Gemeinsam mit dem Start der Sonderausstellung „Mythos Murano“ können sich Besucher ab dem 19. November einen Eindruck von der neugestalteten, hauseigenen Sammlung mit Kunst und Alltagsgegenständen aus Glas verschaffen.
Eine Perle aus dem alten Ägypten aus der Zeit um 1.300 vor Christus gilt als das älteste Objekt, das sich einreiht in die Sammlung von Vasen aus dem antiken Rom, Gläsern und Kirchenfenstern aus dem Mittelalter, Jugendstil-Gefäßen, die in Frankreich oder Deutschland um 1900 gefertigt wurden oder Objekten aus den 1960er Jahren. „Die Sammlung des Kunstpalasts gilt als die bedeutendste in Deutschland und eine der wichtigsten weltweit“, sagt Museumsdirektor Felix Krämer am Mittwoch. Sie ist nach Jahren der Renovierung wieder zugänglich.
Glas sei gerade in der zeitgenössischen Kunst ein beliebtes Material, erläutert Krämer. Der Bildhauer Tony Cragg, der in Wuppertal lebt, habe in allen Phasen seines Schaffens damit gearbeitet. Der Kunstpalast zeigt eine Speisekammer-Skulptur, für die Cragg Schraubgläser mit eingelegten Würstchen, Erbsen, Kartoffeln oder Kürbisstücken zu einem Turm verbunden hat. „Er hat hier im Museum daran gearbeitet und vorher in einem aufwändigen Prozess die Gläser mit Sand bearbeitet, so dass sie matt wirken“, erzählt Kerssenbrock-Krosigk. Cragg wolle damit zeigen, dass im kommerziellen Prozess viele Formen von Glasbehältnissen verloren gingen, aber eine eigene Ästhetik entfalten können, wenn sie neu zusammengestellt würden.
Dass Cragg auch seine typischen geschwungenen Skulpturen aus Glas fertigen lassen kann, zeigt die begleitende Sonderausstellung „Mythos Murano“, die bis 5. Oktober 2025 zu sehen sein wird: „Die Locke“ heißt Craggs Werk aus honiggelbem Glas, das auf der Insel der venezianischen Glasmacher geschaffen wurde.
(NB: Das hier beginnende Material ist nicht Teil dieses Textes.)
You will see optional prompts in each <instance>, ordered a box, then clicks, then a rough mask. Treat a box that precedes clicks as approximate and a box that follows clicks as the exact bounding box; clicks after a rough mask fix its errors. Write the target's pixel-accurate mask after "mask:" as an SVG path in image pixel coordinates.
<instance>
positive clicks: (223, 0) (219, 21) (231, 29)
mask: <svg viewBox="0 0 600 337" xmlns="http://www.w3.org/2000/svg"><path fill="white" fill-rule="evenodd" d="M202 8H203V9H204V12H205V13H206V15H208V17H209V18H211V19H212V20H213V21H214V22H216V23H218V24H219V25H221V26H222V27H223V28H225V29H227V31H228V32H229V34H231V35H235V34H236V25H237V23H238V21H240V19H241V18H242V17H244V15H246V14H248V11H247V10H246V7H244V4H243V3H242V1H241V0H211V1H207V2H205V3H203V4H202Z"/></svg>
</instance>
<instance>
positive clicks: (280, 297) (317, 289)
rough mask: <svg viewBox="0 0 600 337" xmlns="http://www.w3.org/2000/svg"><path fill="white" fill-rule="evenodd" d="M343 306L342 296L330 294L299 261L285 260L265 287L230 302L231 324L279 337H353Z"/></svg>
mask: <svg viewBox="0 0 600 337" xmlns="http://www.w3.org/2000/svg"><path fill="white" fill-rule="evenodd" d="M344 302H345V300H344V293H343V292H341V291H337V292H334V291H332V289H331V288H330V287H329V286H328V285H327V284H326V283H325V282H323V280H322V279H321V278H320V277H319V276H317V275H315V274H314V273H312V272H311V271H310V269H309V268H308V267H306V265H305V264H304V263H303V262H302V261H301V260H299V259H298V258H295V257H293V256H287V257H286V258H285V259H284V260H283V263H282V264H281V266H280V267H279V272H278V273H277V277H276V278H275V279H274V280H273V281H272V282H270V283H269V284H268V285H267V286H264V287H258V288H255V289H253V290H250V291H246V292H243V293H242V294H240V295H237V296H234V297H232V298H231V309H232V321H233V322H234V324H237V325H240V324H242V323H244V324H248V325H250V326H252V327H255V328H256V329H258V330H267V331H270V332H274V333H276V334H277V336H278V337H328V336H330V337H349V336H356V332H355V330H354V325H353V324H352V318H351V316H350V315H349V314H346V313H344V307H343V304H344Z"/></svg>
Während die Kunstwerke in den oberen Sälen einzeln zu betrachten sind, stehen in einer Spiegelgalerie im Untergeschoss hunderte von Objekten eng zusammen wie in einem Schaufenster: römische Kelche, ägyptischer Schmuck, mittelalterliche Kirchenscheiben, Jugendstil-Vasen, Obstschalen, Kerzenleuchter, Trinkgläser aus den 1960er Jahren.
Hier zeigt das Museum die schiere Größe seiner Sammlung. Sie ist nach Felix Krämers Wort weitgehend dem für Düsseldorf bedeutenden Architekten Helmut Hentrich (1905-2001) zu verdanken. Er habe jahrelang dem Museum 300 Stücke pro Jahr überlassen. Das sei für die Kuratoren Geschenk und Herausforderung gewesen, weil alles wissenschaftlich geprüft und katalogisiert werden musste.
Dass das Glas eine im Alltag oft lästige Eigenschaft hat, zeigt sich gleich neben dem Eingang: aus einer halb-offenen Tür quellen Scherben. Glas ist eben auch zerbrechlich.